Des irrégularités apparentes depuis 2015

Les irrégularités avaient commencé à faire surface en 2015, avec un dépassement de budget de 15 millions de francs dans la construction d’un nouveau centre de logistique. Suivent, en 2017, des révélations sur le train de vie d’Urs Pauli – qui roule dans une BMW de fonction à 130 000 francs – et l’existence d’une caisse noire contenant 215 000 francs en liquide. La municipalité le licencie avec effet immédiat. Dans un premier temps, Urs Pauli fait recours contre cette décision et défend son bilan. Mais sa requête est rejetée par la justice cantonale.

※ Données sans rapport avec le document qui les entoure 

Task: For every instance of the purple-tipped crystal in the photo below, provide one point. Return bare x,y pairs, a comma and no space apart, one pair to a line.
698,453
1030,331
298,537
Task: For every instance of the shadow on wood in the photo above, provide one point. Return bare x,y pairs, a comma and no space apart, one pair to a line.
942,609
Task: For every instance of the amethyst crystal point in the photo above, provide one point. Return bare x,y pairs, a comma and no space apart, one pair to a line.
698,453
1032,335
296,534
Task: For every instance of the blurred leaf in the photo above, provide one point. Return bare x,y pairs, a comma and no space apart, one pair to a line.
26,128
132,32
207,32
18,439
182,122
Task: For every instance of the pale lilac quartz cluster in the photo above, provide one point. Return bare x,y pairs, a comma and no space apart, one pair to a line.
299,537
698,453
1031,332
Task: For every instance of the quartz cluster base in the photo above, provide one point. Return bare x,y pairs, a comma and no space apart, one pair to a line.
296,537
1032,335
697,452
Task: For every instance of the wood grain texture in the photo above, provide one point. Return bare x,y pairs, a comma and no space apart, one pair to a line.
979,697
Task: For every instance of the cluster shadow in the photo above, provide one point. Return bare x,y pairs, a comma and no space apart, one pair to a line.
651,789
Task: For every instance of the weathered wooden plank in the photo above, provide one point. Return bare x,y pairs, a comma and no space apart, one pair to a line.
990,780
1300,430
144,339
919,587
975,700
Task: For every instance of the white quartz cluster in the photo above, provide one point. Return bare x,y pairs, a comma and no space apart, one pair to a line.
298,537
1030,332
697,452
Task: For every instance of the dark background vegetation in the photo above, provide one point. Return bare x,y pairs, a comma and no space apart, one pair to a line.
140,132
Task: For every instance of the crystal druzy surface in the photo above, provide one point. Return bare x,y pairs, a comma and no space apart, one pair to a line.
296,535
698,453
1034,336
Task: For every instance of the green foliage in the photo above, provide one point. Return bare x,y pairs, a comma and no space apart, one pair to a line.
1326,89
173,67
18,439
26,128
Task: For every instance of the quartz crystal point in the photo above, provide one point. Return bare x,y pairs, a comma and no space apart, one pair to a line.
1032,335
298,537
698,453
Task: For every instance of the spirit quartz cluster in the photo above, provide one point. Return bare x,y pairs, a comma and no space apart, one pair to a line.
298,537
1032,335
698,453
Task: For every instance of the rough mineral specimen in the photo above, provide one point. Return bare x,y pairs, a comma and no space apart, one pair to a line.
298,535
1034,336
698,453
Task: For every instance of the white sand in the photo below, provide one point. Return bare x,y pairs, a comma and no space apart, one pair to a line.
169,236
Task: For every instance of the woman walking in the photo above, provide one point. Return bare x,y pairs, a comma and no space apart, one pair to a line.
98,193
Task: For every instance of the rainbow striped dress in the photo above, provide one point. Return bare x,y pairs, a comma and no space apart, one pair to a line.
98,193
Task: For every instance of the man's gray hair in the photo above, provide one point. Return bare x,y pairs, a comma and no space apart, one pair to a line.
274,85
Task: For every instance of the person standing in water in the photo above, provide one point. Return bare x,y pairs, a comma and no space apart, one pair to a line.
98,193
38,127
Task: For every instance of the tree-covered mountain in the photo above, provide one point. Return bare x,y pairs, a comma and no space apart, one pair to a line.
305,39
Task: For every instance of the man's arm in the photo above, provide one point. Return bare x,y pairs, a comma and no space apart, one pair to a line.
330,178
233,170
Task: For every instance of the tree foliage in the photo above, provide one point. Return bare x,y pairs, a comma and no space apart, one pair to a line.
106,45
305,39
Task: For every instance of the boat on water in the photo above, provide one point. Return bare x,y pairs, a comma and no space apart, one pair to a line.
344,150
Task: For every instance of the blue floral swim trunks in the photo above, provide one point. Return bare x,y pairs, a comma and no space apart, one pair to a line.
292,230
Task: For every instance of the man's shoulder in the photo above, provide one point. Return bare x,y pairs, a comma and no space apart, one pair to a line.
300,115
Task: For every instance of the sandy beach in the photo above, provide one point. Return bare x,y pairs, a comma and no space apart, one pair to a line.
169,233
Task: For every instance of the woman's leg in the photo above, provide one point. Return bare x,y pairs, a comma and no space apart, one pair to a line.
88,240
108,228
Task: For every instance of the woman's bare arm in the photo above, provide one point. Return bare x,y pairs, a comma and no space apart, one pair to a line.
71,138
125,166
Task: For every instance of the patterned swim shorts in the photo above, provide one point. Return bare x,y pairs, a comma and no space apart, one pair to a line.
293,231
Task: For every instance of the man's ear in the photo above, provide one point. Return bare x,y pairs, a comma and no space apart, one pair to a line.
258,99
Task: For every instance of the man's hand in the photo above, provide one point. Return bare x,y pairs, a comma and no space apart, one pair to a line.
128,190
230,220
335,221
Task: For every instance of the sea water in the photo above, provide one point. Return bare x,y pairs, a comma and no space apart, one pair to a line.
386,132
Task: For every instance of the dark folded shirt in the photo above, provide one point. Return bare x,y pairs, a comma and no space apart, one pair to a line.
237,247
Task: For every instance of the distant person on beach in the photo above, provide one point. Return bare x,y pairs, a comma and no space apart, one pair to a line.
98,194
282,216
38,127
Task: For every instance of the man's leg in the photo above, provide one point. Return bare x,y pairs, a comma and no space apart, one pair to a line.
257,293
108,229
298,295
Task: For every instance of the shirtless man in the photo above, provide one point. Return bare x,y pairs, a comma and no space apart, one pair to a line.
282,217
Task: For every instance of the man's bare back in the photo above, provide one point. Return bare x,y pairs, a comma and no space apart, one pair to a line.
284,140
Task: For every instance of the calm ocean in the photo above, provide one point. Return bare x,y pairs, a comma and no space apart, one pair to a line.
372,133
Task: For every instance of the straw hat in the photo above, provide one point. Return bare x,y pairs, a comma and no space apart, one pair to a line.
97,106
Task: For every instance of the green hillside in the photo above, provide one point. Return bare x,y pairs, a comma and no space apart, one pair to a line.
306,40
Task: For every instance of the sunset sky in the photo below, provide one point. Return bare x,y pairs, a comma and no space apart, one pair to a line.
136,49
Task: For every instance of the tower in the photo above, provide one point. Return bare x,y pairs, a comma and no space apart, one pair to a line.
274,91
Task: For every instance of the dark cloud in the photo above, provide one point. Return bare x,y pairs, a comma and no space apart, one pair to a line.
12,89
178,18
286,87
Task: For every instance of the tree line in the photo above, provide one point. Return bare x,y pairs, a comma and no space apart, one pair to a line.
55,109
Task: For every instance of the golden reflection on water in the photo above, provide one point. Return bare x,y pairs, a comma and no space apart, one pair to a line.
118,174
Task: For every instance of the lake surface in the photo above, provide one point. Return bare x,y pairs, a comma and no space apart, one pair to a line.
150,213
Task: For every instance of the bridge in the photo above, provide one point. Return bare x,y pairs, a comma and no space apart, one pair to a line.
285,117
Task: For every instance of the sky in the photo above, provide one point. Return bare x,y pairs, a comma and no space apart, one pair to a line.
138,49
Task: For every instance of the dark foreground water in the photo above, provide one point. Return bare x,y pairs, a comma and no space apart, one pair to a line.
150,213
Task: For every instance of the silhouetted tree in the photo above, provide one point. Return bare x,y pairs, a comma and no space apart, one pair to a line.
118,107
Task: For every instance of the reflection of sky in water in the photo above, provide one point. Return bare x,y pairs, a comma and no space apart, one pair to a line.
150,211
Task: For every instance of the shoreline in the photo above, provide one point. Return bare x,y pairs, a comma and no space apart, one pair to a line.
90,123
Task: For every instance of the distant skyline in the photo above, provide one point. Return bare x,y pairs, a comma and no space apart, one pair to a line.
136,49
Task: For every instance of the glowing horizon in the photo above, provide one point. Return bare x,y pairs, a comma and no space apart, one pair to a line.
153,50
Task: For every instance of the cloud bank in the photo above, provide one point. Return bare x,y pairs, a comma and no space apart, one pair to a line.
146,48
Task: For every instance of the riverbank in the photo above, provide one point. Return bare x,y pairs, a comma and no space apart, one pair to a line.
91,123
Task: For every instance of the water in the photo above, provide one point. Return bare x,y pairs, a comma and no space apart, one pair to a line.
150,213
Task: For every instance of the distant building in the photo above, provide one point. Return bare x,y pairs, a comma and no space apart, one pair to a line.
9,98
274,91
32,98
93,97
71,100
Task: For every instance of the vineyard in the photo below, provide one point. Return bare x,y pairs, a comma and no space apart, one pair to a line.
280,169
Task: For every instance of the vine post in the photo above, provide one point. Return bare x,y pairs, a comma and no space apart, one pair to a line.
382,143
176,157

«Nous travaillons à créer une nouvelle culture dans le service, pour éviter que ce type d’irrégularités ne se reproduise», souligne Richard Wolff, municipal de la gauche alternative, à la tête du département responsable de la voirie depuis 2018. Un nouveau chef a pris ses fonctions le premier juillet et l’équipe dirigeante a été revue à la baisse. Et voirie possède désormais un responsable «finances et contrôle».

Employés accostés dans la rue

Mais la réputation du service a souffert. «Certains employés sont accostés dans la rue par des habitants qui leur font des reproches. Pourtant, la qualité de leur travail n’est pas en cause: la ville est d’une propreté remarquable!» tient à souligner Richard Wolff. Autre conséquence, suite à la découverte de cette débauche de moyens: une motion du parlement a poussé la municipalité à réviser sa fiscalité. «Les impôts sont peut-être trop élevés et pourraient être revus à la baisse», explique Richard Wolff.

Depuis, les caisses noires ont été dissoutes, les voitures de luxe vendues, le musée fermé. Mais l’affaire n’est pas close. Une autre enquête d’une commission parlementaire est en cours. Le Ministère public zurichois a ouvert une procédure publique contre Urs Pauli ainsi que sept autres personnes pour gestion déloyale des intérêts publics et faux dans les titres. Et la ville cherche encore des places pour les émeus.